LA BASE DE CÁCERES RECIBE UN NUEVO CICLO DE ALUMNOS, EL PRIMERO QUE SE HA CONVOCADO EN 2022

Los 700 futuros soldados llegan al Cefot: "Estamos nerviosos y con muchas ganas"

Los aspirantes se incorporan ya sin protocolos aunque con certificado covid. Jurarán bandera a finales de julio, tendrán vacaciones en agosto y terminarán la formación en octubre

Aspirantes a soldado hacen su cama asignada en su compañía hasta que terminen su formación militar en Cáceres, este lunes. CarlaGraw

Una mezcla entre inquietud y entusiasmo. Es el ambiente que se respira en el Cefot cacereño cada vez que se incorpora una remesa de alumnos. Esta fue la estampa, precisamente, que ha protagonizado este lunes el acuartelamiento con la llegada de 776 futuros soldados, una cifra más reducida que en los anteriores ciclos en los que se han superado los mil, pero significativa en garantías para la continuidad de la base.

Como cada año, la mañana supuso un goteo de autobuses, coches y familias que se concentraban en las puertas del centro para despedir a sus vástagos. Los jóvenes permanecerán en la base hasta octubre. Jurarán bandera a finales de julio, el día 29, y como su estancia coincide con el verano, en agosto tendrán permiso de vacaciones. En relación a las restricciones, seguirán manteniendo grupos de convivencia pero podrán salir a la ciudad en su tiempo libre.

Recibimiento a los nuevos soldados en el Cefot, este martes. CarlaGraw

Coincidió, afortunadamente, su llegada con la bajada de las temperaturas que en semanas anteriores han llegado a superar los 30 grados. Por esta razón, una vez que formalizaron la documentación, el centro les repartió un gorro militar, que concedió a los nuevos alumnos, aún con sus ropas del exterior, cierta sensación de uniformidad.

Fueron los propios mandos del centro los que se encargaron de la logística que, cumpliendo con la herencia militar, se mantuvo coordinada en todo el recinto. Mientras un grupo formaba a unos metros, otro aguardaba frente a la peluquería para despedirse de su melena y último aguardaba frente al edificio de su futura compañía.

Entre ellos, no podía ocultar su nerviosismo en las primeras horas en la base Miriam Álvarez (20 años, Madrid), que entra en el Ejército porque lo ha vivido desde la infancia. Su padre es militar. Fue una de las más madrugadoras, llegó a las 7, y en la espera para completar su ingreso reconoce que está inquieta. Más templanza respira Teresa Baos (28 años, Madrid), deportista profesional y licenciada en Bellas Artes. El objetivo de la primera, ir a misiones, el de la segunda, "promocionar todo lo que pueda".
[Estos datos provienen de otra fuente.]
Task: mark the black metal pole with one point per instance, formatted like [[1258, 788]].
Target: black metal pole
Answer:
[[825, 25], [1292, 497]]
Un soldado pasa por la peluquería, este lunes. CarlaGraw

A unos metros se encuentran Gonzalo Jiménez (21 años, Sevilla) y Rubén Judas (19 años, Málaga), ambos con miras en la Policía Nacional. También son claros. "Estamos un poco nerviosos pero con muchas ganas de empezar", sostienen.

A partir de este lunes arrancarán un proceso de adaptación de dos semanas. Más tarde iniciarán la formación militar general y por último, completarán la fase de formación militar específica.